È nata durante l’occupazione militare della Cisgiordania e questa è l’unica vita che abbia mai conosciuto. Da bambina giocava in strade e cortili disseminati di resti di proiettili ed esplosivi contrassegnati come fabbricati negli Stati Uniti. All’età di nove anni, si è unita alle marce di protesta settimanali nel suo villaggio di Nabi Saleh, dove la sua infanzia è stata caratterizzata da “sparatorie e arresti dei miei cari per resistenza disarmata contro i nostri occupanti”.
La leonessa è Ahed Tamimi, la cui vita è stata una lotta continua perché “come palestinesi, semplicemente risiedendo nelle nostre case, pratichiamo una forma di resistenza”. Ringrazia i suoi genitori per aver scelto e spiegato la disobbedienza civile non violenta, insegnandole a resistere senza odio e introducendola all’azione politica collettiva. “Anche se ero una bambina, ho capito che la mia vita doveva essere dedicata a una causa più grande di me.”
Ahed afferma che la reazione naturale alla vita sotto occupazione è la resistenza: “Osare difendere ciò che era nostro non è un crimine”. Ricorda al mondo che “in quanto popolazione che vive sotto occupazione, ci viene concesso dal diritto internazionale il diritto legale di resistere attraverso la lotta armata”. Con lo spirito poetico di una guerriera che si è limitata a scagliare pietre, afferma: “la nostra forza è nelle nostre pietre… una pietra non è un’arma.
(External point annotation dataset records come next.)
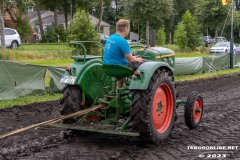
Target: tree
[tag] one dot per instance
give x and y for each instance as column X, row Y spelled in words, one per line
column 148, row 11
column 180, row 36
column 37, row 6
column 17, row 11
column 102, row 2
column 161, row 36
column 211, row 14
column 53, row 5
column 191, row 29
column 3, row 46
column 83, row 30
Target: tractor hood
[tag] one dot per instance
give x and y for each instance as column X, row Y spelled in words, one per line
column 163, row 52
column 156, row 53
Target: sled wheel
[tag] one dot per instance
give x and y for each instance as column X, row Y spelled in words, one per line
column 70, row 103
column 153, row 110
column 193, row 110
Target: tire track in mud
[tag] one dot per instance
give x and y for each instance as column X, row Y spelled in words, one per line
column 220, row 127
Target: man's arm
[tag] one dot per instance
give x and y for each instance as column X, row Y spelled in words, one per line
column 132, row 58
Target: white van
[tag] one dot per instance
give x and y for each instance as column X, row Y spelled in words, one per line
column 12, row 38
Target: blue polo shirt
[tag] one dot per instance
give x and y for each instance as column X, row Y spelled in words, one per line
column 115, row 49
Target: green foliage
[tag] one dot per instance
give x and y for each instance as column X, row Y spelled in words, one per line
column 211, row 14
column 29, row 99
column 55, row 33
column 83, row 30
column 192, row 28
column 50, row 34
column 148, row 11
column 161, row 36
column 187, row 33
column 180, row 36
column 62, row 33
column 23, row 27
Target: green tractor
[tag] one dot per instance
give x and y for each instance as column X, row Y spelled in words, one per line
column 145, row 106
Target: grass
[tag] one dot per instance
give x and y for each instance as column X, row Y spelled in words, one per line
column 49, row 97
column 42, row 46
column 59, row 55
column 29, row 99
column 206, row 75
column 53, row 62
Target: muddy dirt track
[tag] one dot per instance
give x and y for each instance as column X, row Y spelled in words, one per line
column 220, row 127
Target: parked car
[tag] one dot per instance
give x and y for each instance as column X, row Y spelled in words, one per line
column 12, row 38
column 222, row 47
column 220, row 39
column 103, row 38
column 132, row 41
column 208, row 40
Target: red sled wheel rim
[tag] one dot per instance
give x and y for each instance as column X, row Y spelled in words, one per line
column 162, row 108
column 197, row 110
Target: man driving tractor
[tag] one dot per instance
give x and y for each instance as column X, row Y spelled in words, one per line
column 117, row 50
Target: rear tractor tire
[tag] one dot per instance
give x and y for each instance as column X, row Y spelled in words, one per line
column 70, row 103
column 193, row 110
column 153, row 110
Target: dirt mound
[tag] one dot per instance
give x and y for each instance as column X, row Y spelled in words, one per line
column 220, row 127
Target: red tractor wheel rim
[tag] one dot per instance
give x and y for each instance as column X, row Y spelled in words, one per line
column 197, row 110
column 162, row 108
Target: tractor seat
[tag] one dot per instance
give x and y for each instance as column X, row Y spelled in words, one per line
column 118, row 72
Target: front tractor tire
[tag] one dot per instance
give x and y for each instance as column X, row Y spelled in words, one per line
column 193, row 110
column 70, row 102
column 153, row 110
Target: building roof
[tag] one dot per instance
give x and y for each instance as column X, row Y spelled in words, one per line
column 48, row 18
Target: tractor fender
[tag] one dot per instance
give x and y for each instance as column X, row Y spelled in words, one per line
column 147, row 70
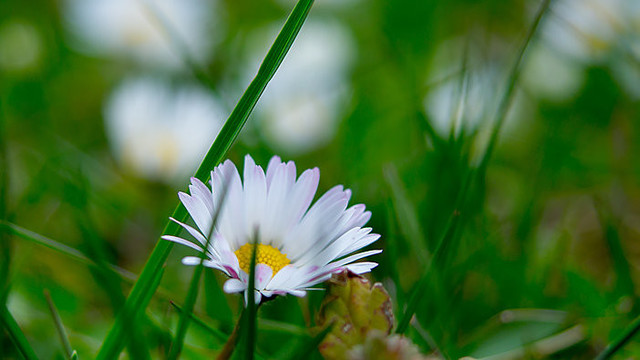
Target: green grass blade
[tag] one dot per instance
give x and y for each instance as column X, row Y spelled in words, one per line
column 213, row 331
column 62, row 333
column 438, row 254
column 16, row 334
column 514, row 75
column 5, row 245
column 454, row 220
column 621, row 341
column 112, row 345
column 406, row 214
column 61, row 248
column 310, row 346
column 194, row 286
column 252, row 311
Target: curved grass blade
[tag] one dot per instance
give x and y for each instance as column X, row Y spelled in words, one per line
column 251, row 320
column 16, row 334
column 194, row 286
column 62, row 248
column 64, row 338
column 213, row 331
column 451, row 228
column 113, row 343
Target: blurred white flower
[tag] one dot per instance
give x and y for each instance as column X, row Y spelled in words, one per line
column 598, row 32
column 143, row 29
column 551, row 75
column 21, row 46
column 584, row 29
column 298, row 244
column 454, row 103
column 161, row 132
column 302, row 105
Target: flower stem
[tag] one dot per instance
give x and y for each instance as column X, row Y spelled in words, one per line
column 228, row 348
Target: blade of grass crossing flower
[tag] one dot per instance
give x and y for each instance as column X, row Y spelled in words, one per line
column 192, row 293
column 16, row 334
column 64, row 339
column 112, row 345
column 252, row 313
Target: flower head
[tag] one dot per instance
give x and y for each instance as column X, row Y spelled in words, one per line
column 298, row 245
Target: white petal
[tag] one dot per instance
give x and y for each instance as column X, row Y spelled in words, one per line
column 199, row 190
column 195, row 233
column 182, row 241
column 361, row 268
column 255, row 195
column 302, row 194
column 198, row 212
column 233, row 286
column 274, row 224
column 263, row 275
column 274, row 163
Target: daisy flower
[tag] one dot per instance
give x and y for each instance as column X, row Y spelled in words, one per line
column 158, row 130
column 298, row 245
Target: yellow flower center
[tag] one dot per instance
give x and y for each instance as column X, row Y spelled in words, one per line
column 265, row 254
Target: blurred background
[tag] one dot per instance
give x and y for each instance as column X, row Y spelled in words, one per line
column 108, row 106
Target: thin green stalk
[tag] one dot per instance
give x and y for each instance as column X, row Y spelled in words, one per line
column 113, row 343
column 230, row 345
column 454, row 220
column 215, row 332
column 16, row 334
column 62, row 248
column 62, row 333
column 5, row 244
column 621, row 341
column 194, row 286
column 438, row 255
column 406, row 214
column 252, row 309
column 514, row 75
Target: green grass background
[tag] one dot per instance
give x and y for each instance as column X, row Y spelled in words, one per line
column 552, row 224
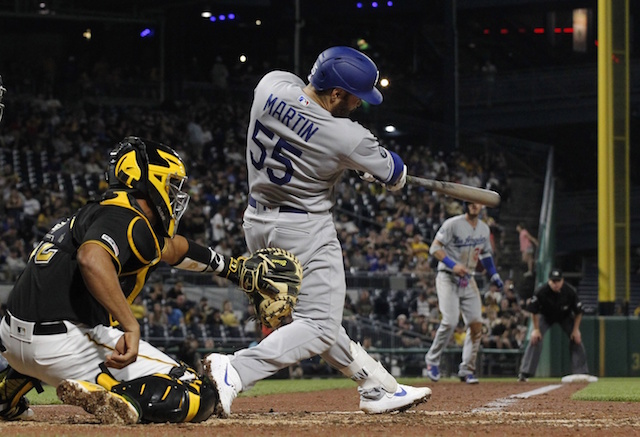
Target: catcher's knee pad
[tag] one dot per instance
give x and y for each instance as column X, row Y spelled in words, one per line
column 165, row 398
column 13, row 387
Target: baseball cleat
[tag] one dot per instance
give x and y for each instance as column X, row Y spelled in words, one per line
column 379, row 401
column 469, row 379
column 221, row 373
column 108, row 407
column 21, row 411
column 433, row 372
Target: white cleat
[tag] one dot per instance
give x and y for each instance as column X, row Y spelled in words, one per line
column 379, row 401
column 221, row 373
column 108, row 407
column 21, row 411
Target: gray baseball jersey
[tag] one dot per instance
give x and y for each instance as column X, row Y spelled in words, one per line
column 296, row 153
column 465, row 245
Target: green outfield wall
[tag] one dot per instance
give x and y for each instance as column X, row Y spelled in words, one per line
column 612, row 344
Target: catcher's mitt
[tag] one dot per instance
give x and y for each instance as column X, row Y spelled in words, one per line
column 271, row 277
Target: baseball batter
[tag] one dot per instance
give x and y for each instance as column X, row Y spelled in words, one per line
column 300, row 142
column 459, row 244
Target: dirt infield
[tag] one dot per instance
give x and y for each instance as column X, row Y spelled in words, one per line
column 455, row 409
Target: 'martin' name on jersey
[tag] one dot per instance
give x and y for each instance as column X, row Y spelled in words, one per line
column 468, row 241
column 280, row 110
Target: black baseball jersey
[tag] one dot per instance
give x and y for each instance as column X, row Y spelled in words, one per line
column 52, row 288
column 555, row 306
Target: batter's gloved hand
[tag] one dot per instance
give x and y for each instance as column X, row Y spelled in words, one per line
column 400, row 183
column 366, row 176
column 495, row 278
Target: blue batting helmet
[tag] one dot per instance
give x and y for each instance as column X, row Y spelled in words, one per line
column 348, row 69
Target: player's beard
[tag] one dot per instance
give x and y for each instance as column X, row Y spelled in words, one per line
column 342, row 109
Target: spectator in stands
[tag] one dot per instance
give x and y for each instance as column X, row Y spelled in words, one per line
column 158, row 323
column 349, row 309
column 175, row 319
column 189, row 354
column 229, row 317
column 15, row 264
column 14, row 204
column 528, row 244
column 138, row 309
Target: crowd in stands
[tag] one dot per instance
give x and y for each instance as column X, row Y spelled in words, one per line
column 52, row 161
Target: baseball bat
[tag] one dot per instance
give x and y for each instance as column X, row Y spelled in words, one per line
column 459, row 191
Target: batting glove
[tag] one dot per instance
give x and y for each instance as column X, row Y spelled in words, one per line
column 402, row 180
column 366, row 176
column 496, row 280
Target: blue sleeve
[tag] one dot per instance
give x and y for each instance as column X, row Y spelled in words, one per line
column 398, row 168
column 487, row 262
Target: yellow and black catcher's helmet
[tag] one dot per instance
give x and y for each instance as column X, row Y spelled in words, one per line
column 157, row 172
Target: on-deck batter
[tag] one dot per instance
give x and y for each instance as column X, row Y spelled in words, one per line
column 461, row 241
column 299, row 143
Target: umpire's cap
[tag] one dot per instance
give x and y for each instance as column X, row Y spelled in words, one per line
column 555, row 274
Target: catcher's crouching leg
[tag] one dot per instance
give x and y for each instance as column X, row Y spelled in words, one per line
column 165, row 398
column 13, row 386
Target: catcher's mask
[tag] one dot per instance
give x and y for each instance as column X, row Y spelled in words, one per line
column 157, row 172
column 2, row 91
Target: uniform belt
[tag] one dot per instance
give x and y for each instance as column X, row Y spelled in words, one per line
column 284, row 208
column 43, row 328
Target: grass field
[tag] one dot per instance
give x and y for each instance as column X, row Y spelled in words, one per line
column 606, row 389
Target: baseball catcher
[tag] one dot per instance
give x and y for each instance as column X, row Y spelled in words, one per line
column 69, row 323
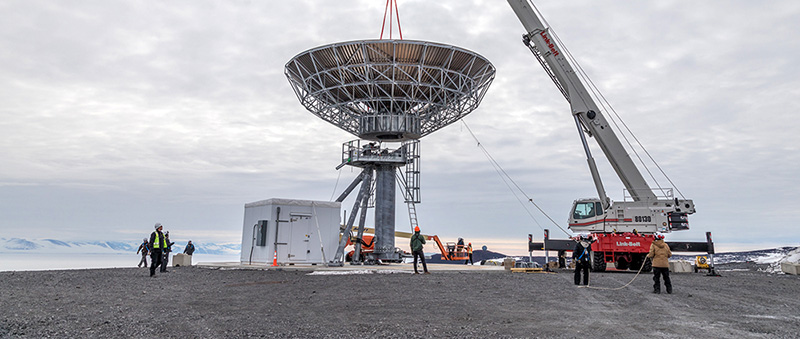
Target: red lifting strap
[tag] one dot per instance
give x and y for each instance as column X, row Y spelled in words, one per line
column 388, row 9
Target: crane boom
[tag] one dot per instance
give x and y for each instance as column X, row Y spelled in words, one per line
column 586, row 112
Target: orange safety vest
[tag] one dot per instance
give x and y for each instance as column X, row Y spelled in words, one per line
column 157, row 242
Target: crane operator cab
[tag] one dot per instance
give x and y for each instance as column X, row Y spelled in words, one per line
column 586, row 215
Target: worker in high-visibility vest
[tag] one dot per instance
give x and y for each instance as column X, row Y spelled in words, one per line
column 157, row 245
column 469, row 252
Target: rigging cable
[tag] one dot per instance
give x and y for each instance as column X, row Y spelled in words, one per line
column 337, row 183
column 503, row 174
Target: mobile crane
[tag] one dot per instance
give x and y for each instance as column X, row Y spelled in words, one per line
column 622, row 230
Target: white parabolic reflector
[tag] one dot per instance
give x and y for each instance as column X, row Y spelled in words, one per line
column 390, row 90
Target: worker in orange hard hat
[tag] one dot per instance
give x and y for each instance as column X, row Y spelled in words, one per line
column 469, row 252
column 417, row 240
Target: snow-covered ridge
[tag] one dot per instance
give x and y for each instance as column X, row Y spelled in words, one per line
column 18, row 245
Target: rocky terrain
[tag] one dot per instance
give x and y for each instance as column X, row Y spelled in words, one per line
column 199, row 302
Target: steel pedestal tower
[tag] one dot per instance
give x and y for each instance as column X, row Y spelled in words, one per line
column 387, row 91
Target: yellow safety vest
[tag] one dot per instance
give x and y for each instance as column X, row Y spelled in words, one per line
column 157, row 243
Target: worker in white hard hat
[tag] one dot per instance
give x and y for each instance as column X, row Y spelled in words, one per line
column 660, row 253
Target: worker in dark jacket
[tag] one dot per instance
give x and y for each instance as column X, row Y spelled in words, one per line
column 157, row 245
column 660, row 253
column 582, row 256
column 189, row 248
column 144, row 248
column 417, row 240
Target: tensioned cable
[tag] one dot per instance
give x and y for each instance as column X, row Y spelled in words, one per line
column 604, row 102
column 503, row 174
column 388, row 9
column 621, row 287
column 337, row 183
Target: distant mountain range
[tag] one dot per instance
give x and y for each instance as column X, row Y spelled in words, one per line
column 18, row 245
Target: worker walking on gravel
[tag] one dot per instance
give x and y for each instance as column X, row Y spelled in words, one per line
column 144, row 248
column 660, row 252
column 469, row 253
column 166, row 251
column 417, row 240
column 582, row 256
column 157, row 245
È stato a lungo un simbolo di difesa nella coscienza e nella mitologia palestinese”.
Ispirati dagli scolari di Soweto che protestavano contro l’apartheid sudafricano, Ahed e i suoi giovani compagni nelle strade ballavano la tradizionale dabka, sventolavano la bandiera palestinese, cantavano slogan rivoluzionari e applaudivano all’unisono. “Spesso io e gli altri bambini marciavamo in testa al corteo”. È salita alla ribalta per la prima volta nel movimento di liberazione della Palestina quando è stata menzionata da Ben Ehrenreich che, in The Way To The Spring: Life and Death in Palestine, racconta come le marce di protesta settimanali a Nabi Saleh siano diventate un “sofisticato movimento di protesta internazionale. “
Arrestata nel 2017 per aver schiaffeggiato un soldato israeliano, Ahed spiega: “A meno che tu non abbia visto un esercito straniero occupare la tua terra, imprigionare i tuoi genitori, uccidere i tuoi cari e sparare a te e praticamente a tutti quelli con cui sei imparentato, sarà stato difficile capire la rabbia da cui sono stata sopraffatta, vedendo questi soldati mentre camminavano intorno alla nostra proprietà come se ne fossero i proprietari.”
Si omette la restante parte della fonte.